En estas cuatro ocasiones, y aún considerado que una es anterior al Tratado Antártico y que dos son anteriores a la entrada en vigor del Protocolo Medioambiental, hay una serie de elementos que se reiteran. Ellos constituyen lo que podríamos denominar la Política Antártica Nacional histórica, que permanece más allá de los cambios accidentales. Estos elementos son:

(1) la defensa de la soberanía;

(2) la necesidad de desarrollar una institucionalidad antártica nacional;

(3) el empleo de la ciencia como un medio para estar presentes en el ámbito antártico;

(4) la protección del medioambiente;

(5) la preservación del régimen del Tratado Antártico;

(6) la cooperación internacional y la participación activa de Chile en el Sistema del Tratado Antártico como un modo de incrementar su influencia; y,

(7) la preocupación por los recursos antárticos.

Expresando esto de otra manera, es posible afirmar que desde la perspectiva de la Política Antártica Nacional histórica, la ciencia, y más allá de su enorme importancia y valor intrínseco; el participar activamente en el Sistema del Tratado Antártico; el ejecutar cooperación internacional; y el mantener presencia a través de las bases o de la operación de buques y aeronaves, no son fines en sí mismos, sino que están al servicio del ejercicio de soberanía por parte de Chile. Esta soberanía, sin embargo, debe entenderse en este siglo XXI de una manera distinta a cómo se la entendía tradicionalmente. Se habla de una soberanía funcional (distinguiéndola de la soberanía territorial). Ello querría decir ejercer las funciones propias de un Estado soberano, pero sin que exista necesariamente un vínculo territorial. Esta separación entre territorio soberano y ejercicio de autoridad es lo que, de un modo imperfecto pero que ha funcionado relativamente bien, pretendió solucionar en 1959 el Tratado Antártico. Todo ello le permite a Chile ejercer algún grado de dominio sobre la Antártica, sus posibles usos y sus recursos, entendidos en un sentido amplio que abarca la explotación de los recursos vivos, la realización de actividades turísticas, la posibilidad de hacer ciencia, o incluso las facultades para garantizar la prohibición de explotación de minerales o de la pesca ilegal. Lo anterior con la limitación o bajo la condición de que no se afecte y que, por el contrario, se proteja al medioambiente antártico. Para ello es esencial contar con una adecuada institucionalidad, que comprende desde tener las normas legales y reglamentarias apropiadas hasta disponer de personas, organismos y recursos que permitan alcanzar los objetivos que el país se ha trazado.

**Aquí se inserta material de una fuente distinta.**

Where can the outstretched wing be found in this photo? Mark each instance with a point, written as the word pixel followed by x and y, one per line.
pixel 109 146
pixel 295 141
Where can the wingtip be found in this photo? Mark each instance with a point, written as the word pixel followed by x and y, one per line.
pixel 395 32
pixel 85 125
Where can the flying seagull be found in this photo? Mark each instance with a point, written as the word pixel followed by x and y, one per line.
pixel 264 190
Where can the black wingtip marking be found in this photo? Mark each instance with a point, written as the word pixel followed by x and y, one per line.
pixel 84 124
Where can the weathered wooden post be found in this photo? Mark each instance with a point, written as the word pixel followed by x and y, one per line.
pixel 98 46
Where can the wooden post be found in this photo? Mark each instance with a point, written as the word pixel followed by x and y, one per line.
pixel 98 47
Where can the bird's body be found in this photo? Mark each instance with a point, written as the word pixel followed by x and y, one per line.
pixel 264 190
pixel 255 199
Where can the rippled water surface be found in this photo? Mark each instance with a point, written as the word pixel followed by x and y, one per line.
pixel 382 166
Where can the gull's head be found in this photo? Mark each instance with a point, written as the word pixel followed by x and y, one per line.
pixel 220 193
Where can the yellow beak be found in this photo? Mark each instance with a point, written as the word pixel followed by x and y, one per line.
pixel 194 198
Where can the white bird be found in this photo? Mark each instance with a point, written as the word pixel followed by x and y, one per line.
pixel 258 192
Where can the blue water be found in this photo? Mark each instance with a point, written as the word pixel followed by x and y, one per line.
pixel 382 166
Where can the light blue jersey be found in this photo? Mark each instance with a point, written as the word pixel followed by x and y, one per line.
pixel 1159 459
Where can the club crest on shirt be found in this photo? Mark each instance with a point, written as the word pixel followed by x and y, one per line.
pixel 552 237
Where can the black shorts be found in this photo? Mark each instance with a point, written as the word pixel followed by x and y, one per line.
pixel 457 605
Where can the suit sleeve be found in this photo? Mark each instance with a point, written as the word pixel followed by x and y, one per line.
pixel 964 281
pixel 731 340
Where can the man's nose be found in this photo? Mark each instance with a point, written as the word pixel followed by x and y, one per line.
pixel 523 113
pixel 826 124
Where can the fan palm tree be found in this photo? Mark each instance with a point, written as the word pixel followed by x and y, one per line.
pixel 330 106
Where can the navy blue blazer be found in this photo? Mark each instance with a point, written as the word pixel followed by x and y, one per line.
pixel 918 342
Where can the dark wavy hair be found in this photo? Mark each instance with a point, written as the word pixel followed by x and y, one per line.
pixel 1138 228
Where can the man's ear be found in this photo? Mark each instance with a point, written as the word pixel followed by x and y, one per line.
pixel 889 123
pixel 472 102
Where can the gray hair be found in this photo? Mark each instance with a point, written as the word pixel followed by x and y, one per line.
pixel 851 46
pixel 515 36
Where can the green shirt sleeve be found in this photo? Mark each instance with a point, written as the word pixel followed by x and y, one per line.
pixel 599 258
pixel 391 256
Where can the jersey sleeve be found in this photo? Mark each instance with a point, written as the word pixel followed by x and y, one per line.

Las ideas expresadas en estas líneas fueron, a grandes rasgos, las que tuve la oportunidad de compartir y discutir con quienes participaron en las reuniones a que citó la Dirección de Antártica del Ministerio de Relaciones Exteriores durante el año 2016 y que dieron origen a la nueva Política Antártica Nacional aprobada por el Consejo de Política Antártica con fecha 10 de enero del 2017 (puede consultarse aquí http://www.minrel.gov.cl/minrel/site/artic/20121010/asocfile/20121010172919/pol__tica_ant__rtica_nacional_2017.pdf).

Teniendo en cuenta que una Política Antártica Nacional apropiada es aquella viable y ejecutable, estable en el tiempo, adaptable a las circunstancias, coherente en sí misma, coordinada con el resto de las políticas estatales, y adecuada a la realidad internacional; solo el paso del tiempo nos demostrará si se logró establecer un conjunto de prioridades, principios y horizonte realmente correcto para orientar la acción antártica del Estado de Chile. En lo personal, pienso que ella está bien encaminada.